Researchers at the University of Southampton, UK, have found a way to identify patients with covid-19 that can contract one of the most serious symptoms of the disease, and that can eventually lead to death. Scientists have found that it is possible to predict, through a blood test, which patients will develop what is called a “cytokine storm”.
The phenomenon is also known as hyperkerokinaemia and is described as a physiological reaction that occurs when the immune system releases a large amount of cytokines without proper control. Cytokines, which are pro-inflammatory signaling molecules, help the body fight infections. However, when release is excessive and uncontrolled, there is a risk of organ failure.
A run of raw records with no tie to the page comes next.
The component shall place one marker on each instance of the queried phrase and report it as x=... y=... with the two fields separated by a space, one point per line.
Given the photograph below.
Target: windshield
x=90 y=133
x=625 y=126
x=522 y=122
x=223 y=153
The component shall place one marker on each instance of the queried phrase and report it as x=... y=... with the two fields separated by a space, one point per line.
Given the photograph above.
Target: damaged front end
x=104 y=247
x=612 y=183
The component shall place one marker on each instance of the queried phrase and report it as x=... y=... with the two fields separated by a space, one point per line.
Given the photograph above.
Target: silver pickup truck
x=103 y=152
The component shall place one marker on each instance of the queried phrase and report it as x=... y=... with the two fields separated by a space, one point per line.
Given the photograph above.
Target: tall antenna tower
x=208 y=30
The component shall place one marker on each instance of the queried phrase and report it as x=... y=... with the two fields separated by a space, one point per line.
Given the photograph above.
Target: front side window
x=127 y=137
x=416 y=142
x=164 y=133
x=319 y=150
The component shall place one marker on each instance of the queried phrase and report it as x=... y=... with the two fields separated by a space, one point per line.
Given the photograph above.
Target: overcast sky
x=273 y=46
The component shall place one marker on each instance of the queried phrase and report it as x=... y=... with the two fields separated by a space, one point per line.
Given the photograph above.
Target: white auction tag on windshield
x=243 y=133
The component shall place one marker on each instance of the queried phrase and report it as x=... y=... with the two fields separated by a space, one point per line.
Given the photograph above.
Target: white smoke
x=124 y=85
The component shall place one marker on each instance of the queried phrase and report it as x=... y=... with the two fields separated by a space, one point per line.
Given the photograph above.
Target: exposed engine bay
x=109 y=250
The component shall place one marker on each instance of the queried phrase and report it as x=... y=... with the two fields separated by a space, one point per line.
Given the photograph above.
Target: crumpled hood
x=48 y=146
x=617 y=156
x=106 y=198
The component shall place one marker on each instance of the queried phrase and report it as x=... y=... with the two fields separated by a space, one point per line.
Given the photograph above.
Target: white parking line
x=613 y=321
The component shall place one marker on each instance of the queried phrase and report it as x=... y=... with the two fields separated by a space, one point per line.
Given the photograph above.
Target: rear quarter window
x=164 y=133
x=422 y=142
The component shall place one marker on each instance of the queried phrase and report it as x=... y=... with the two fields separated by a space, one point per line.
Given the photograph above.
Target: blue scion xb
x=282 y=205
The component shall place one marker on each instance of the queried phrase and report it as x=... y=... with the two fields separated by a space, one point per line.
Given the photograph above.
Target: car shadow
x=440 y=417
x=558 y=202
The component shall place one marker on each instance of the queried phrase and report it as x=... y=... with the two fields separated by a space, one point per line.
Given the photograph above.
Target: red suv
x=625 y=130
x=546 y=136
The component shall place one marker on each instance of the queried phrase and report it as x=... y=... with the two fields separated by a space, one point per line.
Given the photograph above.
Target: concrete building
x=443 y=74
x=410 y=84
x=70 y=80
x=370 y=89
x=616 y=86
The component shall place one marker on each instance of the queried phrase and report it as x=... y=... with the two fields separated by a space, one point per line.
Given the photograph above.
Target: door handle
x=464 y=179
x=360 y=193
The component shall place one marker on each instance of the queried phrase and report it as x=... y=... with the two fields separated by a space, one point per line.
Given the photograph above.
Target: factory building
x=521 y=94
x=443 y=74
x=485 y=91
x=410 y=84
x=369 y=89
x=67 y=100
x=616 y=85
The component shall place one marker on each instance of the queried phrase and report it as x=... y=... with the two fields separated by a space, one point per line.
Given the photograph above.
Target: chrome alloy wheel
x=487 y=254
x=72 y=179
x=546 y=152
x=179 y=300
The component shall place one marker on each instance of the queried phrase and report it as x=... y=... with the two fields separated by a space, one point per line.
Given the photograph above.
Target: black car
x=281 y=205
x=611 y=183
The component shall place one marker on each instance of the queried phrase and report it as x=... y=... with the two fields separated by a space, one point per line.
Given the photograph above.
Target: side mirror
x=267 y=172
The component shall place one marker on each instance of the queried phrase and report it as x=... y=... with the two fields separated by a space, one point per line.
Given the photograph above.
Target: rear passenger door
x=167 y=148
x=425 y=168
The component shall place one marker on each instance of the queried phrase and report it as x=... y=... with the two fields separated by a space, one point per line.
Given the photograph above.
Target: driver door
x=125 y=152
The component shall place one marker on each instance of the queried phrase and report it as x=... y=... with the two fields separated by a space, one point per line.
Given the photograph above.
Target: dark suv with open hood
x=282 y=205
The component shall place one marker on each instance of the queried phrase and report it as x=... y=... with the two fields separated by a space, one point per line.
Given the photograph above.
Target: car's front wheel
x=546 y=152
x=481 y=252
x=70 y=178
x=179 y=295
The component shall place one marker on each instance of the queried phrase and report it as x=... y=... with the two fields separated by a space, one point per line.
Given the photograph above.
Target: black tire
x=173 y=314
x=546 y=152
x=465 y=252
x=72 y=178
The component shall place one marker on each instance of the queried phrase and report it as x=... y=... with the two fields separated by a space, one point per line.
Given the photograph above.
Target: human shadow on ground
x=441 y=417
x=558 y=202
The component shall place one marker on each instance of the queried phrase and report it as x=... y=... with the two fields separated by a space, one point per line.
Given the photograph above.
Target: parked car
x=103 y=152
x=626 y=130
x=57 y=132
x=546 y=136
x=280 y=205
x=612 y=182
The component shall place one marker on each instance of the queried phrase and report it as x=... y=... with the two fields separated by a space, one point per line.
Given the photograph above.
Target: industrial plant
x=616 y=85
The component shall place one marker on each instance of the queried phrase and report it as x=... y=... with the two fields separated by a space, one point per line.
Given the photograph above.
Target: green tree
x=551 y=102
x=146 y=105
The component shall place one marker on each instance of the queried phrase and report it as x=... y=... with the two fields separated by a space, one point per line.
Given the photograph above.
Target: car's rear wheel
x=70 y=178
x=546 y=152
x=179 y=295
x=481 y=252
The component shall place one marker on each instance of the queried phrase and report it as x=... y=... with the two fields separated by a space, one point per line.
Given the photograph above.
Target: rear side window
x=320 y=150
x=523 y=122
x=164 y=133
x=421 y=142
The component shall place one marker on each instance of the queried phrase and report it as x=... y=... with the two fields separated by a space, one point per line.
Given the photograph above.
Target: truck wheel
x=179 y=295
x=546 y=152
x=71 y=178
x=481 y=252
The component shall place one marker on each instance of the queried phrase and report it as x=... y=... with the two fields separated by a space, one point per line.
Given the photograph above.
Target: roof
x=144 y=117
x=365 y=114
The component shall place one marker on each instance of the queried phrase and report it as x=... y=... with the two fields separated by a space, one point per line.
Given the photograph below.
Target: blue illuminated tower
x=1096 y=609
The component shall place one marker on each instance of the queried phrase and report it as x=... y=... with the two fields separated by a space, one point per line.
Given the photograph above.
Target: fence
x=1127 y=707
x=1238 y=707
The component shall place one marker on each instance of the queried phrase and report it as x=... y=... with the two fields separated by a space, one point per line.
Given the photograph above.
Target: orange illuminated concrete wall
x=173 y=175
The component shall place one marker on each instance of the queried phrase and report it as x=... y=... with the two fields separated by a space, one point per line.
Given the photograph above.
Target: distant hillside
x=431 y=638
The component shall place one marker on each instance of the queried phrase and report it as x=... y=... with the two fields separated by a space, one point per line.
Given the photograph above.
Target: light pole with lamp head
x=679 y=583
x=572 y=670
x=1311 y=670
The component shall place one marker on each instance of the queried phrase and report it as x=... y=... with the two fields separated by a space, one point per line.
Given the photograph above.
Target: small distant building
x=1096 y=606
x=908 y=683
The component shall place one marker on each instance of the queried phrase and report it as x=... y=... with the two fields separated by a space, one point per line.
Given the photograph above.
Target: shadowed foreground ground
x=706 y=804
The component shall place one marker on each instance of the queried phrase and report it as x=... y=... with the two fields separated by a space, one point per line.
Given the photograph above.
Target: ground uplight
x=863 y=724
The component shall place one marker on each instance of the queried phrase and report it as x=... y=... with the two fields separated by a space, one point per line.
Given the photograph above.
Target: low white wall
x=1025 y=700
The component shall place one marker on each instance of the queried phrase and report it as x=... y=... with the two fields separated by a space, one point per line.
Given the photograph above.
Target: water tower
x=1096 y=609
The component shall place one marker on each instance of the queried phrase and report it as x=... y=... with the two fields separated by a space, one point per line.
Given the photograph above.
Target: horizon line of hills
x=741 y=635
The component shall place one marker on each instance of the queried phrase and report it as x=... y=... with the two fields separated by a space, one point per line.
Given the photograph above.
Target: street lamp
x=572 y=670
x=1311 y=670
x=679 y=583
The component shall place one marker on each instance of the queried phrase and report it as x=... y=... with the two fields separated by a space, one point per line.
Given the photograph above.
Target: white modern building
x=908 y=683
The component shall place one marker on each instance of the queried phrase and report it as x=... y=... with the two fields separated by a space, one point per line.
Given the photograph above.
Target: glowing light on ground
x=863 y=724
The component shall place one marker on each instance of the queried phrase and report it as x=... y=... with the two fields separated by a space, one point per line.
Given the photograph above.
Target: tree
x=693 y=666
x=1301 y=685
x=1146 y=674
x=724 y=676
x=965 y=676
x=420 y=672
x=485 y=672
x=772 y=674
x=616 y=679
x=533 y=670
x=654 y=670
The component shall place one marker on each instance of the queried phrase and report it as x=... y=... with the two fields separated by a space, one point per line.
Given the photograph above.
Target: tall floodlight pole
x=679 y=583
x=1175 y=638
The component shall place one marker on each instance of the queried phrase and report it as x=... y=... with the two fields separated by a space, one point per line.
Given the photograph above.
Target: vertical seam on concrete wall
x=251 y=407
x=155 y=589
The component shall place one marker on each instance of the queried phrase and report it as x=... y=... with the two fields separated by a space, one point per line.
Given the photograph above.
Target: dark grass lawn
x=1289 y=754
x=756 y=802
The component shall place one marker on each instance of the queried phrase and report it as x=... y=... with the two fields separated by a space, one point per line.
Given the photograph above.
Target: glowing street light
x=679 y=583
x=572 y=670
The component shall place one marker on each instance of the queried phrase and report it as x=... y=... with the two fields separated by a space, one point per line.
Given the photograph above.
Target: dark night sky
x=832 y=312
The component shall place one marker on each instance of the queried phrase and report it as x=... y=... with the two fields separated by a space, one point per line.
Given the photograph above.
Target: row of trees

Led by university professors Tim Wilkinson and Tristan Clark, the research showed that a blood test aimed at analyzing five cytokines in particular can help predict which patients are at risk of developing the deadly symptom of excessive stimulation of these molecules. Thus, it is possible to act on treatments that block this physiological reaction.
The study was published in the scientific journal Respiratory Research and has blood test analysis from 100 patients who tested positive for covid-19. The patients were admitted to the University of Southampton hospital between March 20 and April 29, a period that marked one of the first phases of the new coronavirus pandemic.
It is also worth remembering that several other serious symptoms of covid-19 may be linked to the patients’ blood type.
The results show that elevated levels of cytokines IL-6, IL-8, TNF and, mainly, IL-1β and IL-33 in the blood of patients on admission are associated with a greater chance that the patient needs intensive care treatments , with the use of artificial ventilation so that patients do not worsen their health conditions.
The latest findings will help doctors not only more effectively diagnose patients with covid-19, but also people who have contracted other viruses that can cause this cytokine storm. Among them, we highlight the H5N1, SARS-CoV-1 and the Epstein-Barr virus.
In practice, this means being able to more accurately identify which cytokines are causing hyperinflammation in each patient of covid-19 so that doctors treat each patient with individual and more effective treatments.
“These findings have identified important inflammatory signs that will help guide the development of treatment strategies for this new disease,” said Wilkinson.